Callada despedida de una hermana

Gonzalo Trasbach
Gonzalo Trasbach (IN)SOMNIUM

BARBANZA

19 jun 2018 . Actualizado a las 05:00 h.

Amanece. Graznan los cuervos entre la arboleda del parque. Antes de escuchar el canto del mirlo, das vueltas y vueltas... Y te acuerdas de que es sábado. Un 16 de junio como hoy de 1904 James Joyce tuvo su primera cita con Nora en el arenal de Sandycove. Aquella fecha quedó plasmada en esa maravillosa odisea del sujeto moderno que es el Ulises.

Cuando te vuelves hacia Dublín, donde hoy se celebra el Blooms Day, de repente, comienzas a recordar a los compañeros que andaban contigo corriendo y jugando por la playa. Te levantas y sales a caminar. Al pasar junto a un huerto, el aroma de la lavanda perfuma la mañana: azul es la flor de la lavanda. Y un poco más adelante, ves pasar una tórtola entre los salgueiros y ameneiros, sobre las claras aguas del río. Y más tarde piensas que un día cualquiera, cuando te encuentres sentado en la orilla del cauce, quien pasará será tu sombra y ni te enterarás, como hace unos días también pasó el leve suspiro de la callada despedida de tu hermana. ¡Ah, cómo queman las imágenes de una infancia que siempre retorna!

Mientras te dejas arrastrar por la ensoñación murmuradora de la corriente, regresan de nuevo las estampas de aquellas largas tardes de verano cuando corríamos por la mallante del arenal. Entonces, meditas, casi ninguno de nosotros sabíamos que la tierra era redonda: en la escuela no había la esfera con el mapamundi, solo el plano físico horizontal colgado de una pared desteñida. Claro que, rememoras, cuando nos sentábamos bajo la sombra de las cerdeiras, tampoco sabíamos que las cerezas que nos papábamos existían porque la tierra era como un globo, no un mapa plano como el del maestro.

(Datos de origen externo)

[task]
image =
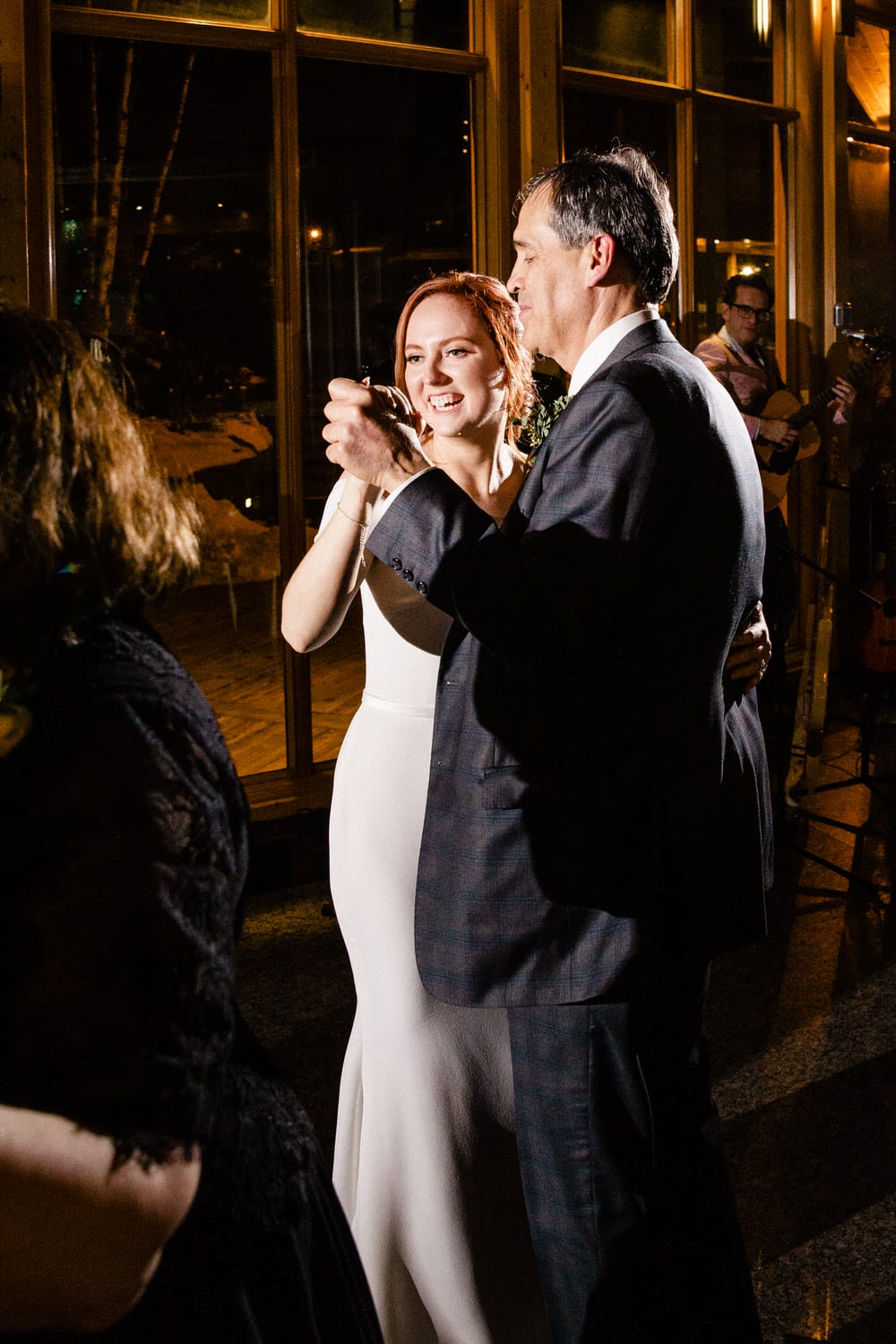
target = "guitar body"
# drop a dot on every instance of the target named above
(782, 405)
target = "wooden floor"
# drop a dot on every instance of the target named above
(237, 656)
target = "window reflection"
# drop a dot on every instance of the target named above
(594, 121)
(430, 23)
(868, 75)
(233, 11)
(379, 215)
(163, 210)
(630, 38)
(732, 47)
(734, 210)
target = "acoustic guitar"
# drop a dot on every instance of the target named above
(774, 461)
(879, 642)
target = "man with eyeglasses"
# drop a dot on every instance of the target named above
(748, 370)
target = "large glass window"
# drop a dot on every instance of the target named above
(432, 23)
(164, 263)
(621, 37)
(734, 207)
(732, 47)
(374, 228)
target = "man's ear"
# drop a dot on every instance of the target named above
(600, 254)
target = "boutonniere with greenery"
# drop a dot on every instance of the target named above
(538, 422)
(15, 717)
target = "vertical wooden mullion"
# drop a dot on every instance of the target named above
(39, 159)
(290, 505)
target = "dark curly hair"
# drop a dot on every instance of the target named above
(621, 194)
(88, 521)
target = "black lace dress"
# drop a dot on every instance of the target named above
(123, 857)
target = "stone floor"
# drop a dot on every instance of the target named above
(802, 1031)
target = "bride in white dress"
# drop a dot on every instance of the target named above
(425, 1155)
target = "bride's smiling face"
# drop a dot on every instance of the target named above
(452, 373)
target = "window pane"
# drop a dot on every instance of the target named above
(732, 40)
(868, 75)
(233, 11)
(871, 271)
(594, 121)
(163, 210)
(378, 218)
(627, 38)
(734, 209)
(430, 23)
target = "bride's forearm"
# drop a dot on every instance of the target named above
(80, 1241)
(323, 586)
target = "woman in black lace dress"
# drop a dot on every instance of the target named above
(134, 1099)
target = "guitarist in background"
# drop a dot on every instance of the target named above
(737, 359)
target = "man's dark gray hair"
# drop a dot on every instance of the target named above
(619, 194)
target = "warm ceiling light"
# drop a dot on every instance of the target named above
(762, 19)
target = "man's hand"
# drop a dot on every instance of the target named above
(371, 433)
(750, 652)
(844, 397)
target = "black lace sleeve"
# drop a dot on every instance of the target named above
(121, 857)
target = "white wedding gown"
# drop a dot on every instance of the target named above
(426, 1161)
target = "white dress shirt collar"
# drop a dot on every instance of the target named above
(594, 355)
(750, 357)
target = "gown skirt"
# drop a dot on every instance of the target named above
(426, 1163)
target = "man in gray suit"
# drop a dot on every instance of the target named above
(597, 822)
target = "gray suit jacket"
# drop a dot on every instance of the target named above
(595, 784)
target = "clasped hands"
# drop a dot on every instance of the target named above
(373, 433)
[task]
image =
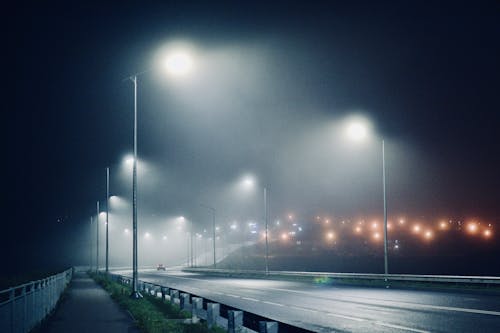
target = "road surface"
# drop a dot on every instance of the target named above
(327, 308)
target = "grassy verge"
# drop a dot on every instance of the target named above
(151, 313)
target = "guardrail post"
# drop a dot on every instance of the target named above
(25, 309)
(164, 291)
(268, 327)
(197, 306)
(234, 321)
(184, 301)
(12, 296)
(173, 295)
(213, 310)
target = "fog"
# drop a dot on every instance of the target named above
(248, 110)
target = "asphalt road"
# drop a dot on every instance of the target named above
(327, 308)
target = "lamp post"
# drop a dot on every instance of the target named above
(177, 63)
(249, 182)
(107, 220)
(97, 239)
(267, 229)
(135, 293)
(90, 243)
(358, 130)
(386, 267)
(212, 209)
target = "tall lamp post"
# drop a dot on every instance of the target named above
(177, 63)
(212, 209)
(386, 267)
(358, 130)
(97, 239)
(135, 292)
(90, 242)
(267, 229)
(107, 220)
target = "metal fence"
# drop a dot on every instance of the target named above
(25, 306)
(484, 281)
(215, 314)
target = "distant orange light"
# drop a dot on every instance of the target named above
(472, 228)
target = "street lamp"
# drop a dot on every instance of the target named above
(97, 239)
(358, 130)
(212, 209)
(248, 182)
(176, 63)
(107, 220)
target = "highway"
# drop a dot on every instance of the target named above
(327, 308)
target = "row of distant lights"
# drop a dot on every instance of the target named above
(473, 228)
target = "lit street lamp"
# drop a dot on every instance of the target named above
(212, 209)
(248, 182)
(97, 239)
(177, 63)
(107, 219)
(358, 130)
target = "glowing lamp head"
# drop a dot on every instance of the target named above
(357, 131)
(178, 63)
(472, 228)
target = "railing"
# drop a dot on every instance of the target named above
(215, 314)
(454, 279)
(25, 306)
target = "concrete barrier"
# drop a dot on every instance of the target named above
(213, 312)
(174, 294)
(268, 327)
(184, 301)
(234, 321)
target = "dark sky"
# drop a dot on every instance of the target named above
(426, 74)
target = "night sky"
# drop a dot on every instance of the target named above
(276, 76)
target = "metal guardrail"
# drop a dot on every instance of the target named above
(478, 280)
(208, 310)
(25, 306)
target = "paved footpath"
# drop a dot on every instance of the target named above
(87, 308)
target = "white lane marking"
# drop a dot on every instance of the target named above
(344, 317)
(272, 303)
(450, 308)
(250, 299)
(399, 327)
(406, 304)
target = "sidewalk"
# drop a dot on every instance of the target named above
(87, 308)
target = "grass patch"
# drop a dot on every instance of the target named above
(151, 313)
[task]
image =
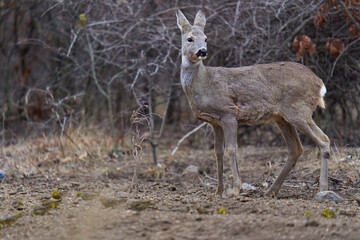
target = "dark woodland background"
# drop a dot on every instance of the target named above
(114, 64)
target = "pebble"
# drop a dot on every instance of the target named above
(247, 187)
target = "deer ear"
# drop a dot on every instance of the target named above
(182, 22)
(200, 19)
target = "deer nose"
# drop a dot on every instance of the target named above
(202, 52)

Cuando nos hicimos un poco más grandes, muchos de aquellos íbamos hasta la playa de Agüeiros para tirar de los cabos del aparejo del generoso señor David, que lanzaba el cope de su red casi cerca de Rianxo. Mientras dos gamelas acercaban los cabos a tierra, nosotros nos bañábamos. Después de alar durante bastante tiempo, cuando el cope alcanzaba la orilla, todos recibíamos un pequeño quiñón (as xoubiñas colgadas nun cambo pola jalada) para casa: una alegría para tu madre.

Tú amabas más los campos que aquel mar al que tu padre pensaba entregarte. Parecía la opción más lógica y razonable. Mas nunca fuiste capaz de desprenderte de tu primer amor por los prados: entre los centenos y trigales zureaban las palomas, en el trebolar cantaba la fascinante alondra, en los esteiros nadaban los patos y en el monte sonaban los picotazos del pájaro carpintero al atardecer, y al alba la liebre se escondía en su cubil.

Jamás llegaste a ser marinero como Ulises, siempre preferiste ser como Leopold Bloom: sentirte atado a la rugosa y sucia tierra, estar sujeto al clima de la aldea, era más atractivo que la limpia libertad del mar que tanto adoraba tu hermano mayor.

Mucho más que los encarnados atardeceres lejanos de remotos horizontes marinos, te seducía la temblorosa y cantarina espantada de los gorriones entre los matorrales y gozabas mucho más con el olor a membrillo de las tardes de septiembre: quemaban tu aniñada memoria, ahora llena de recuerdos y sangrando por la herida abierta por la hermana perdida. Nunca te olvidaremos, querida Lourdes.